Baca berita tanpa iklan. Gabung Kompas.com+

Kerusuhan di Afrika Selatan Picu Darurat Pangan dan Bahan Bakar

Kompas.com - 15/07/2021, 11:02 WIB
Shintaloka Pradita Sicca

Penulis

Sumber AFP

CAPE TOWN, KOMPAS.com - Kerusuhan di Afrika Selatan telah berkecamuk selama 6 hari berturut-turut, memicu ketakutan terjadinya kekurangan pangan dan bahan bakar karena gangguan di sekitar pertanian, manufaktur, hingga kilang minyak.

Melansir AFP pada Rabu (14/7/2021), sejak mantan presiden Jacob Zuma dijatuhi hukuman penjara 15 bulan karena kasus korupsi, kerusuhan di Afrika Selatan semakin meningkat hingga 72 orang tewas dan lebih dari 1.200 orang ditangkap.

Penjarahan besar-besaran terjadi yang merusak rantai pasokan dan jaringan transportasi di wilayah Johannesburg dan provinsi tenggara KwaZulu-Natal, mengirimkan gelombang kejutan ke barang dan jasa di seluruh negeri.

Baca juga: Kerusuhan Afrika Selatan: Polisi Tertangkap Basah Ikut Menjarah Barang-barang

Di kota pelabuhan Durban, orang-orang mulai mengantri di luar toko makanan dan di pom bensin sejak pukul 4 pagi (0200 GMT) ketika jam malam Covid-19 berakhir, seperti yang disebutkan oleh AFP.

Malam sebelumnya, kilang minyak terbesar di negara itu, Sapref, menyatakan "force majeure", keadaan darurat di luar kendalinya, dan menutup pabriknya di Durban, sepertiga dari pasokan bahan bakar Afrika Selatan.

Perusahaan itu mengatakan kilang minyak "sementara ditutup...karena kerusuhan warga sipil dan gangguan rute pasokan masuk dan keluar dari KwaZulu-Natal."

Beberapa pengecer bahan bakar sudah mulai menyetok, sementara yang lain mulai kosong.

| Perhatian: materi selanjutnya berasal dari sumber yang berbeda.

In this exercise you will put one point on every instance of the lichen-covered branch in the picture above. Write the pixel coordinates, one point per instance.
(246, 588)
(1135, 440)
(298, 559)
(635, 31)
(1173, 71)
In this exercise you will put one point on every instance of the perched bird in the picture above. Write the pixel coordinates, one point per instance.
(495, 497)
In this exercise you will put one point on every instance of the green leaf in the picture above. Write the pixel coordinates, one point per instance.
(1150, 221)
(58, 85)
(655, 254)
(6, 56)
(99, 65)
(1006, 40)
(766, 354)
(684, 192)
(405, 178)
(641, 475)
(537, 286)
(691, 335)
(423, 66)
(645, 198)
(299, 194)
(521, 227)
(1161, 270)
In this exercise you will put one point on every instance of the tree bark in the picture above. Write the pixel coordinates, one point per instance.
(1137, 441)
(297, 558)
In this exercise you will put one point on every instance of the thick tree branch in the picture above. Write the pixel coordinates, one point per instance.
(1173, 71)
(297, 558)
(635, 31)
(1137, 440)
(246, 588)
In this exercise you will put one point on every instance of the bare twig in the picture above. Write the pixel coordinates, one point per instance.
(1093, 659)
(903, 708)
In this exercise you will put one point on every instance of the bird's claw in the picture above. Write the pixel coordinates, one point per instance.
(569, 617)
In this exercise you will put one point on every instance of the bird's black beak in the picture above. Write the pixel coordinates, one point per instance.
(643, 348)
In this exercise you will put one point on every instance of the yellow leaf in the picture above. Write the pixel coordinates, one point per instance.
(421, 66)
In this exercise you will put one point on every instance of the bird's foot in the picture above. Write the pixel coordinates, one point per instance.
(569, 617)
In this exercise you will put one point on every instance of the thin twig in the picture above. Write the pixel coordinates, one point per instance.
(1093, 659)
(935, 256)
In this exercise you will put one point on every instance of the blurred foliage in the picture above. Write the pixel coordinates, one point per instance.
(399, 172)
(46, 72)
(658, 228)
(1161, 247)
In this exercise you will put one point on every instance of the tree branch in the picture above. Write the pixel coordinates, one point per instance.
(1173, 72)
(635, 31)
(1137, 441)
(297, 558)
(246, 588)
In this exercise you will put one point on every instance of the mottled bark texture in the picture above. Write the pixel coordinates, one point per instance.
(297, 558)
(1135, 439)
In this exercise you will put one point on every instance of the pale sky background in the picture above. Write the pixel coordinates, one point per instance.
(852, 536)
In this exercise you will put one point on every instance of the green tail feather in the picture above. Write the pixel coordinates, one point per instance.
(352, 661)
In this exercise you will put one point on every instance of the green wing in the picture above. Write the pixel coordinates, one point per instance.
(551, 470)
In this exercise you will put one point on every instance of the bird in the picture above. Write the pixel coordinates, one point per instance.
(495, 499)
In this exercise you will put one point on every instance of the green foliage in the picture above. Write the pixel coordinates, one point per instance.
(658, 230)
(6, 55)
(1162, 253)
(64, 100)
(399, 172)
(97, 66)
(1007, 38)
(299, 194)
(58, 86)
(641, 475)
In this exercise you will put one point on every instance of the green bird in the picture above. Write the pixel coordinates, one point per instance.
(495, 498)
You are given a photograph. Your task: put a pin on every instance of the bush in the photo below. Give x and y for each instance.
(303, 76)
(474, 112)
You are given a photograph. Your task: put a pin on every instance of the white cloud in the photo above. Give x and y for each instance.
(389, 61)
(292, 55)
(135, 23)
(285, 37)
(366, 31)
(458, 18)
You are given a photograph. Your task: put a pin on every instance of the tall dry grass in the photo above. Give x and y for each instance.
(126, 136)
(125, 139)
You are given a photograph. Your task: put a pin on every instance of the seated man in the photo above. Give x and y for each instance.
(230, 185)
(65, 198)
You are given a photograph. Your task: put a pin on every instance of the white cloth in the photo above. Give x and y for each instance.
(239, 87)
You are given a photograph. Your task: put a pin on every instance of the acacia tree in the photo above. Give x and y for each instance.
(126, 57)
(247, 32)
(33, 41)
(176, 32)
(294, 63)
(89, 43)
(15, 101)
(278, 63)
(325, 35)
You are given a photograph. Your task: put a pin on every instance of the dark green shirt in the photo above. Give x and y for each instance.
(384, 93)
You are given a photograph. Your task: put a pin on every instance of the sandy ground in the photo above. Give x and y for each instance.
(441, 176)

"Tidak dapat dihindari bahwa kita akan mengalami kekurangan bahan bakar dalam beberapa hari atau beberapa pekan ke depan," kata Layton Beard, juru bicara Asosiasi Otomotif Afrika Selatan, kepada AFP.

Baca juga: Kerusuhan di Afrika Selatan Makin Parah, Kilang Minyak Sampai Ditutup

Krisis kemanusiaan

Di luar cabang supermarket populer di wilayah Eastman, Durban utara, sekitar 400 orang mulai mengantre untuk membeli makanan, beberapa jam sebelum toko itu akan dibuka.

"Dengan penjarahan ini, ini adalah titik kemunduran...ini sekarang secara serius membahayakan keamanan energi dan ketahanan pangan kita," kata Bonang Mohale, rektor Universitas Negara Bebas dan profesor studi bisnis dan ekonomi.

"Ini telah menciptakan gangguan pada peluncuran dan pengiriman vaksin virus corona ke rumah sakit," kata Mohale kepada AFP.

Christo van der Rheede, direktur eksekutif organisasi petani terbesar, AgriSA, mengatakan para produsen berjuang keras untuk membawa hasil panen mereka ke pasar karena jaringan logistik "kacau".

"Kami membutuhkan pemulihan hukum dan ketertiban sesegera mungkin, karena kami akan mengalami krisis kemanusiaan besar-besaran," kata van der Rheede kepada AFP.

Baca juga: Kerusuhan di Afrika Selatan Berujung Penjarahan, Terburuk dalam Beberapa Tahun

Pengerahan pasukan

Toko-toko dan gudang-gudang telah menjadi sasaran para penjarah, meskipun ada pengerahan 2.500 tentara oleh Presiden Afrika Selatan Cyril Ramaphosa untuk membantu pasukan polisi yang kewalahan.

Namun, 2.500 tentara jauh sangat kecil dari 70.000 tentara yang dikerahkan untuk menertibkan lockdown virus corona pada 2020.

Sehingga, hanya segelintir tentara yang terlihat mengamankan di beberapa pusat perbelanjaan yang menjadi sasaran penjarahan.

Baca juga: 72 Orang Tewas dalam Kerusuhan di Afrika Selatan Setelah Mantan Presiden Dipenjara

Sebuah video yang disiarkan di TV menunjukkan kondisi yang mengejutkan di Afrika Selatan, menunjukkan kerumunan penjarah dengan santai mengangkut lemari es, televisi besar, oven microwave, barang-barang fasyen, serta peti makanan dan alkohol.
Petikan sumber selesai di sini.